Monday, August 4, 2008

Mistakes

Rain. Rain this morning. In this flood destroyed part of the world, it has been dry, and we need this rain. A paradox. An unkind paradox. But of course the paradoxical is everywhere.

Particles that are neither here nor there, for example. A particle whose momentum is determinable but whose position isn’t. Or whose position is determinable but whose momentum isn’t. And these are everywhere. Particles like these.

You are certain of something. You are absolutely convinced you know something to be true. Then it turns out you are wrong. Someone or some event brings the fact to your attention.

That certainty. That lovely feeling of being right. Of having got this one right. Well, it disappears. Like a lake into sun-heated sand.

And so feelings along with statistics and. Well. Just about everything else. Aren’t all that trustworthy.

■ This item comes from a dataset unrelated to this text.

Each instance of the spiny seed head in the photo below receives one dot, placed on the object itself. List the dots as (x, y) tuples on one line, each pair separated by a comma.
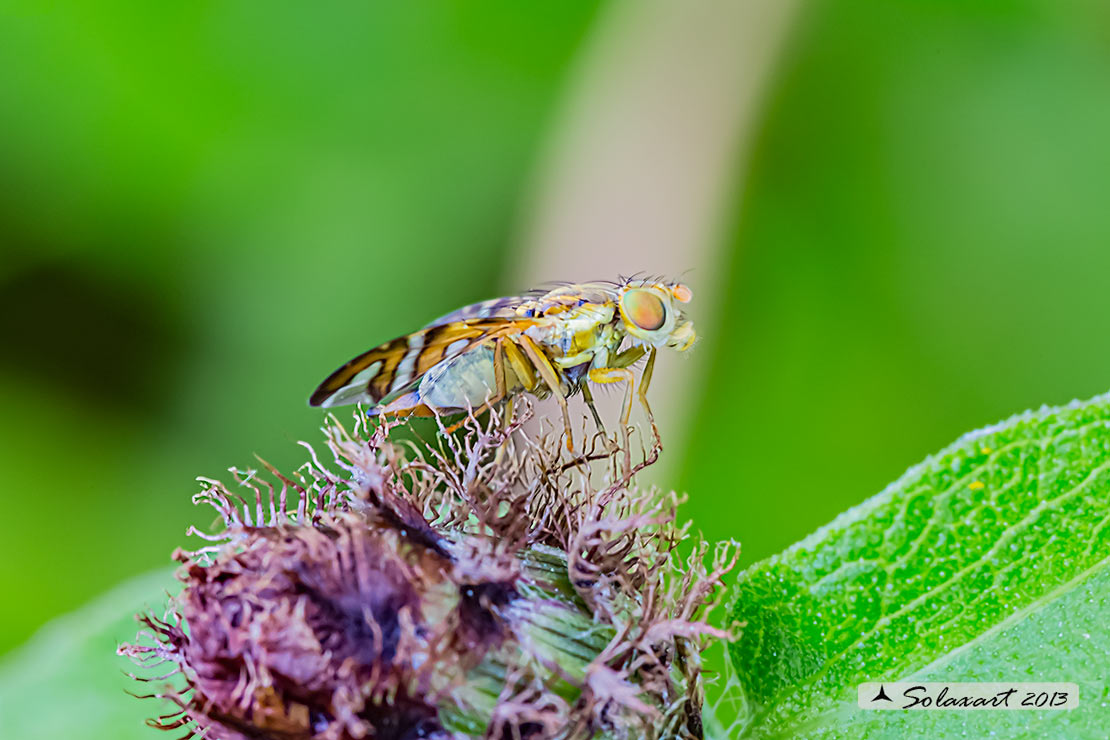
[(481, 589)]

Hard to trust oneself. What one knows and doesn’t. What one believes and doesn’t. After awhile. After more decades than one can count on a hand.

I read with surprise and pleasure yesterday the comment on the “Made Up Stories” post. Kathy Snodgrass! Wow!

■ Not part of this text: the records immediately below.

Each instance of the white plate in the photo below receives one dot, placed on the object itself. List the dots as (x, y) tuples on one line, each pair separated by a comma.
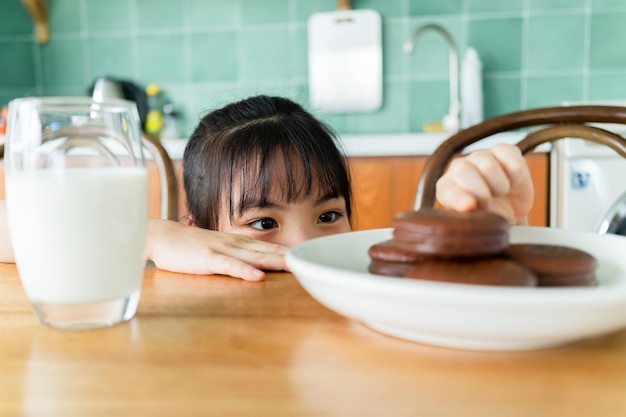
[(333, 270)]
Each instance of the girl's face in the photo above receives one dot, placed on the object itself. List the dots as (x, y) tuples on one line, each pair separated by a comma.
[(288, 223)]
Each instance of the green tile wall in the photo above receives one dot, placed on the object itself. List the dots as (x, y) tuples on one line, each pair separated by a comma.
[(205, 53)]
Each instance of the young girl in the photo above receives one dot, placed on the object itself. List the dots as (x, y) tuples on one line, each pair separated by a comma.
[(265, 168)]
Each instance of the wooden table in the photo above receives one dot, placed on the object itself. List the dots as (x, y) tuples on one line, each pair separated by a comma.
[(222, 347)]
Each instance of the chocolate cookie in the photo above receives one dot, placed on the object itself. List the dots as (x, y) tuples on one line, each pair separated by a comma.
[(386, 251), (451, 234), (389, 268), (491, 271), (556, 266)]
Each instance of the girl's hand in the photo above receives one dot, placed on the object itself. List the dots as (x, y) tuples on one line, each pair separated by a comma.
[(496, 180), (175, 247)]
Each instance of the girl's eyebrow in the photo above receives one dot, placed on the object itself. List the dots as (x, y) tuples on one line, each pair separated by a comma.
[(258, 203)]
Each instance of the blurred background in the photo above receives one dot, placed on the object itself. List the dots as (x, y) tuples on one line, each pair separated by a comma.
[(205, 53)]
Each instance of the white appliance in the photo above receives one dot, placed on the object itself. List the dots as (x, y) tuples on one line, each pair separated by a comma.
[(587, 185)]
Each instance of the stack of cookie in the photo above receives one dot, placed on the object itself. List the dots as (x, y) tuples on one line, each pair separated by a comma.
[(473, 248)]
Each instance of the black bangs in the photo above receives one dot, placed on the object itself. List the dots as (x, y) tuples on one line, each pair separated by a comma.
[(276, 161)]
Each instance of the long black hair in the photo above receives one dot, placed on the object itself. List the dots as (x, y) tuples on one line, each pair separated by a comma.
[(267, 145)]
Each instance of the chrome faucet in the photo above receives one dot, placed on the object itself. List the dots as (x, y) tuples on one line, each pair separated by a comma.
[(451, 120)]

Something I thought was true, wasn’t. Something I thought I remembered correctly, I hadn’t.

I begin to wonder how much I really do get right. Factual matters. Matters of judgment. Moral discernment. Aesthetic assessment. Spiritual insight. Matters of faith.

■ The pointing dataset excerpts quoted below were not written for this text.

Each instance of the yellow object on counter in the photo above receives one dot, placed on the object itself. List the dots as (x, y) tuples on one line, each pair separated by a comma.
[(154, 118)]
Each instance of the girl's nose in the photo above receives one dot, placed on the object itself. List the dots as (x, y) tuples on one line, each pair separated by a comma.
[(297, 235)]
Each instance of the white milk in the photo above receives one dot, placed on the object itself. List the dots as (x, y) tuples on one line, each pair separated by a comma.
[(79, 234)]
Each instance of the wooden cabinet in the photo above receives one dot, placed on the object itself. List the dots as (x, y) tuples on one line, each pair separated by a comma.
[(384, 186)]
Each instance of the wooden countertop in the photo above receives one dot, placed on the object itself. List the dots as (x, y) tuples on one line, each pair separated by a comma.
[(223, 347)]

Saying anything about anything is chancy. Feels chancy. After you discover one of these mistakes. One of these many mistakes I know are there. Have got to be there. In the record. The record of this blog. The record of my life. The full cosmic range of them.

A pastor friend said to me the other day that writing is a spiritual discipline. Well, I don’t know who between us said it first. But the idea has been there between us and in us for quite a while. In the way we talk about our writing and our faith.

I’m not sure where the idea started in my pastor friend’s life, but I do know where it started in mine. It began first in a poetry workshop with Donald Hall. It then was nurtured in poetry workshops with Philip Booth and W.D. Snodgrass, George P. Elliott, Richard Murphy, and Howard Nemerov.

In those days, we didn’t call it a spiritual discipline. If we talked about it, we used words like honesty and integrity and skill. But the idea was that we were not merely messing around with words. That there was a moral intention in what we did and how we did it. We felt our word work and our life work were one integral and coherent thing. Or should be.

And of course, one felt cared for by these great teachers. One felt deeply valued because these fine writers took precious time away from their work to work with us and to help us learn their medium and their discipline.

Good writing gets things right. This was the idea.